Image d'illustration. Crédit : Peripitus (licence Creative Commons)

La sécheresse et la famine s’invitent au Swaziland

Le Swaziland traverse actuellement une sécheresse sans précédent, conséquence du phénomène El Niño le plus virulent des 50 dernières années. El Niño a frappé fort et ses répercussions sont conséquentes : des inondations irréversibles en Amérique latine et une grave sécheresse en Afrique centrale et orientale. La vulnérabilité de certains pays de la région tel le Swaziland les ont obligés à imposer des rationnements d’eau à leurs populations. Alors que « faire la danse de la pluie » est une fable pour la majorité des habitants de cette planète, c’est une réalité pour les Swazis.

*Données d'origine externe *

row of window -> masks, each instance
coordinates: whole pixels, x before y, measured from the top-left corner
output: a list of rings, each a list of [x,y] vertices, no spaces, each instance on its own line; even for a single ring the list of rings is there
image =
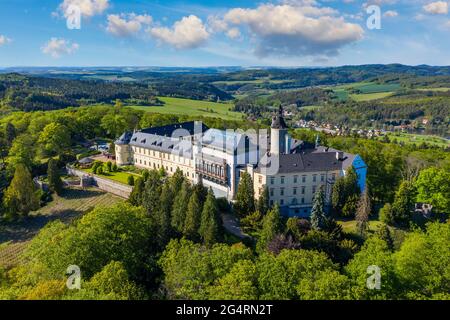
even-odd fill
[[[275,202],[274,200],[270,200],[270,205],[273,206],[274,202]],[[294,198],[294,199],[291,200],[291,203],[287,203],[287,202],[284,201],[284,199],[281,199],[279,201],[279,204],[280,204],[280,206],[284,206],[284,205],[293,205],[293,206],[295,206],[295,205],[304,205],[304,204],[306,204],[306,202],[305,202],[305,198],[301,198],[300,201],[298,199]]]
[[[161,153],[158,152],[158,154],[157,154],[156,151],[151,151],[148,149],[137,148],[137,147],[133,147],[133,151],[136,153],[142,154],[142,155],[153,156],[155,158],[157,158],[159,155],[161,155],[162,159],[167,159],[170,161],[175,161],[175,162],[179,162],[179,163],[183,163],[183,164],[186,164],[186,162],[188,162],[187,165],[191,165],[191,161],[189,159],[186,159],[186,158],[180,157],[180,156],[174,156],[174,155],[171,156],[171,154],[166,154],[164,152],[161,152]]]
[[[285,183],[289,183],[289,177],[285,177],[285,176],[281,176],[280,178],[280,184],[285,184]],[[294,183],[299,183],[299,181],[301,181],[302,183],[306,183],[308,179],[307,175],[302,175],[300,176],[294,176],[293,177],[293,182]],[[312,175],[312,182],[318,182],[320,179],[320,182],[325,182],[326,181],[326,174],[322,173],[322,174],[313,174]],[[274,185],[276,183],[277,178],[276,177],[269,177],[269,184],[270,185]],[[335,181],[336,180],[336,173],[333,173],[331,175],[331,180]],[[262,184],[263,183],[263,177],[259,176],[259,183]]]
[[[319,187],[320,186],[312,186],[311,187],[311,191],[312,191],[313,195],[317,192]],[[306,190],[307,190],[307,187],[304,187],[304,186],[303,187],[299,187],[299,188],[294,187],[294,188],[292,188],[292,196],[296,196],[296,195],[299,195],[299,194],[304,195],[304,194],[306,194]],[[260,188],[259,189],[259,194],[262,195],[263,192],[264,192],[264,188]],[[269,188],[270,197],[275,197],[275,193],[276,193],[276,189],[275,188]],[[286,188],[280,188],[279,196],[280,197],[284,197],[284,196],[287,196],[287,195],[288,194],[286,192]]]

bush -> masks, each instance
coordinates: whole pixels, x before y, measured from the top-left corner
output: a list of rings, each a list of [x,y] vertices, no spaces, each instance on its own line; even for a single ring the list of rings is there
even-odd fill
[[[386,203],[380,210],[380,220],[387,225],[394,224],[394,213],[392,211],[392,205]]]
[[[128,176],[128,185],[134,186],[134,176],[132,176],[132,175]]]

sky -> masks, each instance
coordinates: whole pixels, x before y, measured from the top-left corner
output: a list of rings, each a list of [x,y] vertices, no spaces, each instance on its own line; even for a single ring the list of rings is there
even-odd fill
[[[450,65],[449,53],[450,0],[0,0],[0,67]]]

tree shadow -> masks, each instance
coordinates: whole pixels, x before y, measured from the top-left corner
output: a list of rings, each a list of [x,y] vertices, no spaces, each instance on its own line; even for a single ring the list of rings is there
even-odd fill
[[[63,194],[61,195],[61,198],[66,200],[85,199],[98,197],[101,196],[102,194],[104,194],[104,192],[92,189],[70,189],[64,190]]]
[[[22,242],[31,240],[48,223],[60,220],[64,223],[70,223],[79,218],[82,211],[60,210],[52,215],[30,216],[13,222],[2,222],[0,224],[0,243],[4,242]]]

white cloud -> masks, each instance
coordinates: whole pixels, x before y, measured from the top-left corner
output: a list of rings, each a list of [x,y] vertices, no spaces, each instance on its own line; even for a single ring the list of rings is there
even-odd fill
[[[79,49],[78,43],[71,43],[62,38],[51,38],[42,48],[42,52],[57,59],[63,55],[72,54]]]
[[[248,27],[258,41],[259,56],[332,56],[364,35],[360,25],[335,13],[329,8],[263,4],[256,9],[232,9],[224,19]]]
[[[62,11],[64,17],[67,17],[67,11],[71,6],[79,7],[84,17],[92,17],[102,14],[108,9],[109,0],[64,0],[59,5],[59,9]]]
[[[423,10],[430,14],[447,14],[448,3],[446,1],[431,2],[423,6]]]
[[[388,10],[383,14],[385,18],[395,18],[398,17],[398,12],[394,10]]]
[[[7,43],[10,43],[10,42],[11,42],[10,38],[0,34],[0,47],[5,45],[5,44],[7,44]]]
[[[239,39],[241,37],[241,31],[238,28],[231,28],[227,31],[227,37],[230,39]]]
[[[194,15],[175,22],[172,28],[154,27],[150,28],[148,32],[157,40],[177,49],[200,47],[210,36],[202,20]]]
[[[106,31],[117,37],[129,37],[141,31],[144,25],[150,25],[152,21],[149,15],[111,14],[108,16]]]

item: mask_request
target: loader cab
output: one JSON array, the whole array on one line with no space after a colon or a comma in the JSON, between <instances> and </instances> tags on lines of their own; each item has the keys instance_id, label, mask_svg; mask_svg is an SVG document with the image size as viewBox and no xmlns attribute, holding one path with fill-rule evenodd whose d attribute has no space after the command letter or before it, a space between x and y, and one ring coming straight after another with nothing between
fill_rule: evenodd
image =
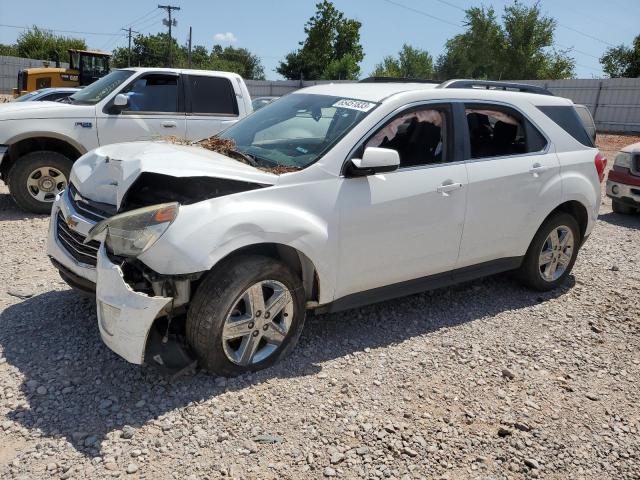
<instances>
[{"instance_id":1,"label":"loader cab","mask_svg":"<svg viewBox=\"0 0 640 480\"><path fill-rule=\"evenodd\" d=\"M26 68L18 73L14 97L51 87L83 87L109 73L110 53L92 50L69 49L69 68L55 67L48 62L42 67Z\"/></svg>"}]
</instances>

Le Swaziland, l’un des plus petits du continent africain, compte quatre saisons. Les Swazis vantent leurs hivers secs qui s’étendent de mars à août, tout comme ils apprécient leurs étés rythmés à la cadence des orages diluviens. Ce Royaume a aussi la particularité d’avoir quatre régions climatiques : les plateaux de Highveld, Middleveld, Lowveld et Lubombo. Mis à part leur altitude divergente, ces régions ont comme particularité que plus elles sont situées à l’est du pays, moins il y pleut.

Cette année, exceptionnellement, même l’ouest du Royaume a été privé de sa pluviosité habituelle. C’est la seconde année d’affilée que le pays souffre du trop peu de pluie durant la saison des récoltes, la quantité de pluie enregistrée en 2016 est la plus basse des 35 dernières années. La principale conséquence est la sécheresse, qui entraîne la famine.

UN PHÉNOMÈNE MÉTÉOROLOGIQUE RÉCURRENT

Personne n’est responsable de ce fléau qui a plongé le Swaziland dans une situation de risque extrême. El Niño est un phénomène récurrent qui survient tous les deux à sept ans en décembre et dure entre neuf mois et deux ans. El Niño, « l’enfant » en espagnol, porte d’ailleurs ce nom car pour les Latino-Américains, peuple très croyant, il était lié à la naissance de l’enfant Jésus, le jour de Noël.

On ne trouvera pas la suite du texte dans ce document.